Recommendations

Ubuntu 16.10

Kernel recommendation

There are two critical bugs that affects Ubuntu 16.10 kernel on PowerVM and KVM virtualization. They are:

These two fixes were released on kernel 4.8.0-23.25. We strongly recommend any 16.10 users to use a kernel at this level or newer than this version.

If that screws up does not function correctly, your data is not repairable

Ubuntu 16.04

Btrfs on Ubuntu

We would caution anyone on relying on BTRFS for production use. There isn't a fsck userspace tool for btrfs, it's done in-kernel. If that does not function correctly, your data is not repairable. Colin King on the kernel team had also done some thorough testing of btrfs about a year ago and he deemed it still experimental quality. The test matrix from a year ago still demonstrates some bad failures on various tests: http://kernel.ubuntu.com/~cking/btrfs-testing/jan-9-2015/

Max pids on Ubuntu 16.04

If you are creating a lot of processes on Ubuntu, it has a systemd cgroup security mechanism that will limit it. It was defined by this proposal.
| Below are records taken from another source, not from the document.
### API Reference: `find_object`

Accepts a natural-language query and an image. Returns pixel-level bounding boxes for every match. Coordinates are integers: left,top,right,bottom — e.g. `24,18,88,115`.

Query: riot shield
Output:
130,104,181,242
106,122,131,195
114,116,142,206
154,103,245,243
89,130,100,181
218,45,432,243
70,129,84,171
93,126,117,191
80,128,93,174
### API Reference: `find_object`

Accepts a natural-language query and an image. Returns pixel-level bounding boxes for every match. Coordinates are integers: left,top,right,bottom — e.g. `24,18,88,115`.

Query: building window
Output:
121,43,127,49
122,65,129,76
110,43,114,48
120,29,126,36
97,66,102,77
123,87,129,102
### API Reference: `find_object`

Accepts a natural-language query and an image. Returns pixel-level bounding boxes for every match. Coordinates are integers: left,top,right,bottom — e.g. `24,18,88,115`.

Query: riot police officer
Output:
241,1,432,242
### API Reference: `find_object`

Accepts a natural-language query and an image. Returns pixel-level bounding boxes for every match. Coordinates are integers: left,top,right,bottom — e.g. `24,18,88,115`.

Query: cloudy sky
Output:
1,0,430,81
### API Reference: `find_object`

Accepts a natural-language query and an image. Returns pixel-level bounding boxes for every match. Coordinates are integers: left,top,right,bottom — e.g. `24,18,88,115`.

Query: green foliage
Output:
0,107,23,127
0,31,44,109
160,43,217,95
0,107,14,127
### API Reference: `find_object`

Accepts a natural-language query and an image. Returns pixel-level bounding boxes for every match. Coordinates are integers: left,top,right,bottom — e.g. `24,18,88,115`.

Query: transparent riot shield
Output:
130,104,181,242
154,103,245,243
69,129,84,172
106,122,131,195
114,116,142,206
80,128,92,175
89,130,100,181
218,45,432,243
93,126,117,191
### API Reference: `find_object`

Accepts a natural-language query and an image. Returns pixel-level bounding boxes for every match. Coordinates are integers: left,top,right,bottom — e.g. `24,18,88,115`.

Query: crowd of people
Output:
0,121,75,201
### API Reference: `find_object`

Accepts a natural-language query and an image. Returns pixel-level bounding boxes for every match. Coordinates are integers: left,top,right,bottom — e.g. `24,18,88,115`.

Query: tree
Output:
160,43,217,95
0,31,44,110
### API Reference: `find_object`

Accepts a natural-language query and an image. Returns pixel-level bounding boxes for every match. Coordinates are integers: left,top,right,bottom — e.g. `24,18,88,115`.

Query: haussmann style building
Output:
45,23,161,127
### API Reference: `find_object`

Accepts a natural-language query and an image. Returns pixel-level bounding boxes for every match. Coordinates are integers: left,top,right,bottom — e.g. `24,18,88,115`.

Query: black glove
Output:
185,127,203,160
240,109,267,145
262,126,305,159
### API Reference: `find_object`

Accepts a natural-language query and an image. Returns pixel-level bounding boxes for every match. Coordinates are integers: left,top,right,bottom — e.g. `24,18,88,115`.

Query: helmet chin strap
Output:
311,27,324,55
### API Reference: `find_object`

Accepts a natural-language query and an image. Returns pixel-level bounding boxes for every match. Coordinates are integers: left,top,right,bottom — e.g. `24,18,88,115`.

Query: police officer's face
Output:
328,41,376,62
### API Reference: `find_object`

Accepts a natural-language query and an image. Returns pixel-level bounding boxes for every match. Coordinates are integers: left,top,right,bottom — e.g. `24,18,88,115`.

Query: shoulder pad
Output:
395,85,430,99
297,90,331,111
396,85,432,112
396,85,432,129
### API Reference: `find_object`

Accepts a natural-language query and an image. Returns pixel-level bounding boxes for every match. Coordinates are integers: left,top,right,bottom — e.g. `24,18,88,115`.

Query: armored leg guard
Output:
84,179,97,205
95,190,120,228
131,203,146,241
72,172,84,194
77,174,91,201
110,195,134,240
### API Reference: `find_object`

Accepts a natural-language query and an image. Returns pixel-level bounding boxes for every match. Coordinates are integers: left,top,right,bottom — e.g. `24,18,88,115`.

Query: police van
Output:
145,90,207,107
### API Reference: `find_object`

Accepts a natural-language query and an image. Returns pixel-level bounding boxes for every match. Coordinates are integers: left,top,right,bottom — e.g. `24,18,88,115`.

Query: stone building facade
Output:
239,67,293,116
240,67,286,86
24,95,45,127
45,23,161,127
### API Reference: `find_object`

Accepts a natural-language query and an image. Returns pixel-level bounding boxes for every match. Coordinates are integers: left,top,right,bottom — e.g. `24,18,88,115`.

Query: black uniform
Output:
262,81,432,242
This is the case when you receive messages like make: fork: Resource temporarily unavailable or Cannot fork.

You can increate the max amount of pids or, even, disable this security feature changing file /etc/systemd/system.conf.

If you want to increase the amount of process, you can increase the line:

      DefaultTasksMax=512

In order to disable it completely, you can do:

      DefaultTasksAccounting=yes

to

      DefaultTasksMax=infinity

Ubuntu 14.04

Samba on 14.04

Samba on 14.04 is not working properly on Ubuntu/ppc64el. The problem doesn't happen on 14.10 and later release. For more information about this bug, check https://bugs.launchpad.net/ubuntu/+source/samba/+bug/1472584

RAS features

powerpc-utils package

In order to have the package powerpc utils installed in Ubuntu, you need to install the package named powerpc-ibm-utils instead of powerpc-utils.

The powerpc-utils is a package focused on the old POWER Apple machines and shouldn't be used in IBM POWER servers.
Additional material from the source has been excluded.